In [4]:
import numpy as np
from tensorflow.keras.preprocessing.text import Tokenizer
from tensorflow.keras.preprocessing.sequence import pad_sequences
from tensorflow.keras.models import Sequential
from tensorflow.keras.layers import LSTM, Embedding, Dense
import tensorflow as tf

# A larger corpus
corpus = """
Artificial intelligence is the simulation of human intelligence processes by machines,
especially computer systems.
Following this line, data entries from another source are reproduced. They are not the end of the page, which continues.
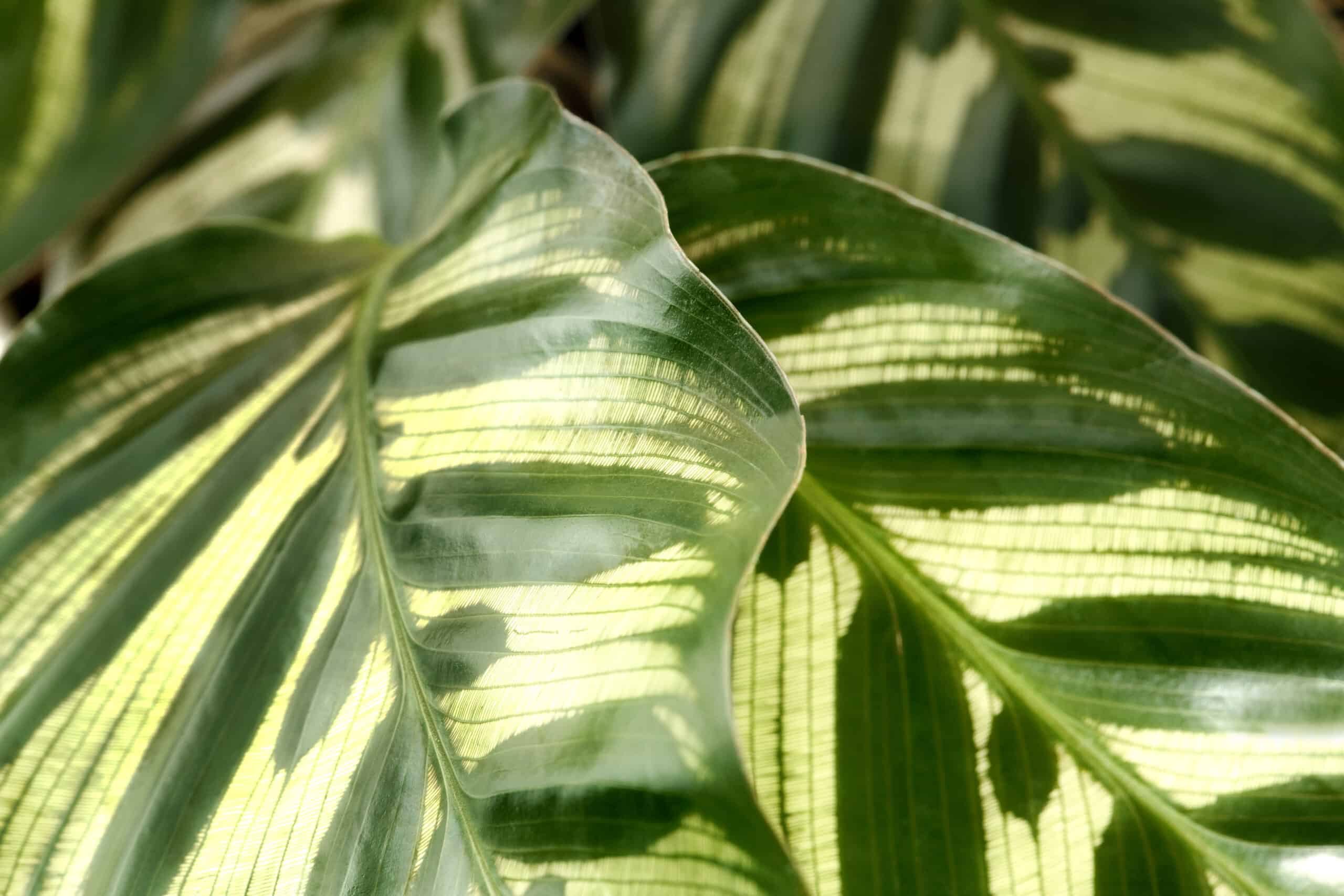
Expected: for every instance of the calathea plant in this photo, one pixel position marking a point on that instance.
(736, 524)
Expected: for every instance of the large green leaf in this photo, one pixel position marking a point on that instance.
(328, 568)
(1189, 154)
(87, 88)
(347, 141)
(1057, 608)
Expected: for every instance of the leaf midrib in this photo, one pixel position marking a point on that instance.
(1077, 154)
(995, 666)
(370, 516)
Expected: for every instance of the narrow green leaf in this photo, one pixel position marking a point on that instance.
(1187, 154)
(1096, 583)
(330, 568)
(346, 143)
(87, 88)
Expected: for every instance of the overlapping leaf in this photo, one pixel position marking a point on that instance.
(87, 87)
(1190, 154)
(334, 570)
(1057, 608)
(347, 141)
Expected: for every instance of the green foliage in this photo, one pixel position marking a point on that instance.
(402, 491)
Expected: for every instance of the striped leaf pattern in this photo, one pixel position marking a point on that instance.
(330, 568)
(1187, 154)
(1057, 608)
(347, 141)
(87, 88)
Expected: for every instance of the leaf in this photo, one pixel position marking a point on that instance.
(1057, 608)
(87, 88)
(347, 141)
(332, 568)
(1189, 155)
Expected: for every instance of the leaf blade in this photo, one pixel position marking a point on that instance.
(438, 649)
(1003, 446)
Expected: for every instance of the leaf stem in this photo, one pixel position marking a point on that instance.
(994, 662)
(371, 515)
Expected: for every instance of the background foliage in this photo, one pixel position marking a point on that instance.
(394, 501)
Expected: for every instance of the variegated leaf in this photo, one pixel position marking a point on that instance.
(87, 88)
(1057, 609)
(1189, 154)
(346, 143)
(328, 568)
These processes include learning, reasoning, and self-correction.
AI is becoming a key component of modern technology, from voice assistants to autonomous vehicles.
"""

# Step 1: Tokenize the corpus
tokenizer = Tokenizer()
tokenizer.fit_on_texts([corpus])
word_index = tokenizer.word_index
total_words = len(word_index) + 1

# Step 2: Create input sequences
input_sequences = []
token_list = tokenizer.texts_to_sequences([corpus])[0]

n_steps = 3  # Use 3 previous words to predict next
for i in range(n_steps, len(token_list)):
    n_gram_seq = token_list[i-n_steps:i+1]
    input_sequences.append(n_gram_seq)

input_sequences = np.array(input_sequences)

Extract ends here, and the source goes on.